# Java-Applet funktioniert nur als Administrator



## jackhammer_joe (16. Mai 2006)

Hi,

habe das komische Phänomen, das ein Java-Applet nur unter meinem Adminaccount funktioniert. Probier ich es mit einem normalen User-Account, bekomme ich die Fehlermeldung:

"Skripting-Fehler" oder so ählnich in der Titelleiste des Pop-Ups.
und drunter als Text: 

_";" erwartet_



Dat wars... muss ich dem User auf irgendwelche Ordner oder sowas Rechte geben? Das is ja eigentlich fast das einzigste, was die beiden Accounts unterscheidet.

Danke für Tipps (oder Lösungen  :lol

mfg
joe  :bae:


----------



## Jockel (16. Mai 2006)

Vielleicht mal das fehlende Semikolon einfügen und dann nochmal probieren?


----------



## Guest (16. Mai 2006)

Jockel hat gesagt.:
			
		

> Vielleicht mal das fehlende Semikolon einfügen und dann nochmal probieren?

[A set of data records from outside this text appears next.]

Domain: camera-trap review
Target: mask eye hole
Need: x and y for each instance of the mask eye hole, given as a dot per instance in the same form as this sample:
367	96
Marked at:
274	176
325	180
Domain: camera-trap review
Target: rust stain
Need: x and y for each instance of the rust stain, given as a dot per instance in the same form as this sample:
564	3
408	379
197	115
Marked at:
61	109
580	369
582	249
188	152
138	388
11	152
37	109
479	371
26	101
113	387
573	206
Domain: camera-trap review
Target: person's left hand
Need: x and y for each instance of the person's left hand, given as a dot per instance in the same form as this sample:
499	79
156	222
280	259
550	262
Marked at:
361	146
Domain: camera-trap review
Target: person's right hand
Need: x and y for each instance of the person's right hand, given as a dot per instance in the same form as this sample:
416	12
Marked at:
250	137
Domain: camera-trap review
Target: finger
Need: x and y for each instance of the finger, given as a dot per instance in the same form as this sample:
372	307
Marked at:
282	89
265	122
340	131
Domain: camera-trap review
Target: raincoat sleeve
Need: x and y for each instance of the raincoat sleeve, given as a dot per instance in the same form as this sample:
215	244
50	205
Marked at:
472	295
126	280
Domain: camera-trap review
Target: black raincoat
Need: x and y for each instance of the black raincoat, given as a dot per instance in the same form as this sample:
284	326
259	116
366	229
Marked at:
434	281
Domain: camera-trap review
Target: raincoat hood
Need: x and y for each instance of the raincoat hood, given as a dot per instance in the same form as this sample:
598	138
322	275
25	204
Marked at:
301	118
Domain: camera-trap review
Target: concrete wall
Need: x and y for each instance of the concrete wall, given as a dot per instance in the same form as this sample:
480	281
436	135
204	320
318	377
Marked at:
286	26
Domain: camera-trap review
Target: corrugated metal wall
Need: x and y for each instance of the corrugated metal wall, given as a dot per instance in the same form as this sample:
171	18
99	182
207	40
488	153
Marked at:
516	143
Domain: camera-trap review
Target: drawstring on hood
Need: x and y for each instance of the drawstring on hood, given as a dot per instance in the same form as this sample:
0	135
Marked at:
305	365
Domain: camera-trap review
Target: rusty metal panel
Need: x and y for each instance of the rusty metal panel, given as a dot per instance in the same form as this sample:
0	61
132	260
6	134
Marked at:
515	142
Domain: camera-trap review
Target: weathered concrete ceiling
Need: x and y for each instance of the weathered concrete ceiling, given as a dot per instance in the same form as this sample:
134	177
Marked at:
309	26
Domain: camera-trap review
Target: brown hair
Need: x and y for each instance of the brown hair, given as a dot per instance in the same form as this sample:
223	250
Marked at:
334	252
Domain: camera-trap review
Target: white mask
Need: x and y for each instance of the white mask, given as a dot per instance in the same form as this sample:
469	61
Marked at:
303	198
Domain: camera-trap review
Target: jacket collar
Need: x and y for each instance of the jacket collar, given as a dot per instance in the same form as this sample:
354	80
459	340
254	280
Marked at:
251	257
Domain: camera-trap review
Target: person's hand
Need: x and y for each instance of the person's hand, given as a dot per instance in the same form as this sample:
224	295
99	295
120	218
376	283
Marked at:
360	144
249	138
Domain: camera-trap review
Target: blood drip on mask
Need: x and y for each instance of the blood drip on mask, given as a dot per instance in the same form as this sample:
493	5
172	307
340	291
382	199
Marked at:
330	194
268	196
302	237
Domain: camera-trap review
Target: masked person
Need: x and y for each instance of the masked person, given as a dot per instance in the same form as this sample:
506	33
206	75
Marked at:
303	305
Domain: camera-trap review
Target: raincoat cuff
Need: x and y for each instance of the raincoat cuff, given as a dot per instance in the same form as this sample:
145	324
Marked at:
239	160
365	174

1. unter dem admin gehts. nur weils ein admin account is, erkennt er nicht automatisch fehler  :wink: 

2. is ne aplication von einer webseite. da kann ich nix machen. aber: siehe punkt 1

trotzdem danke.
mfg
joe


----------



## thE_29 (16. Mai 2006)

Kommt auf die Seite jeder hin, dann könnten wirs testen?

Unterschiedliche Browser bzw Versionen von Browser (IE ist sehr fehlertollerant, FF hingegen net)


----------



## Guest (16. Mai 2006)

thE_29 hat gesagt.:
			
		

> Kommt auf die Seite jeder hin, dann könnten wirs testen?
> 
> Unterschiedliche Browser bzw Versionen von Browser (IE ist sehr fehlertollerant, FF hingegen net)



hi, leider keine öffentliche seite. sonst hätt ich den link schon gepostet.
habs mit ie und ff probiert. bei admin gehen beide bei normalen user keiner...


deshalb hab ich halt gedahc,t das es an den user accounts liegt.


ach ja: xp, neueste java-version runtergeladen.

mfg
joe


----------



## thE_29 (16. Mai 2006)

In der Konsole kommt keine gscheite Fehlermeldung?

Bzw, am Server nachgucken!


----------



## Guest (17. Mai 2006)

thE_29 hat gesagt.:
			
		

> In der Konsole kommt keine gscheite Fehlermeldung?
> 
> Bzw, am Server nachgucken!



hat funktioniert.  :applaus: 

hab dem normalen user rechte auf das java verzeichnis, auf das temp-, sun- und java-verzeichnis unter C:\windows ebenfalls. neueste version (nochmal)installiert. unter netzwerkeinstellungen von java den proxy umgangen (hatte ich auch schon zuvor gemacht) und dann gings.


vielleicht gehts auch mit weniger schritten - probier ich vor ort beim user  :bae:


----------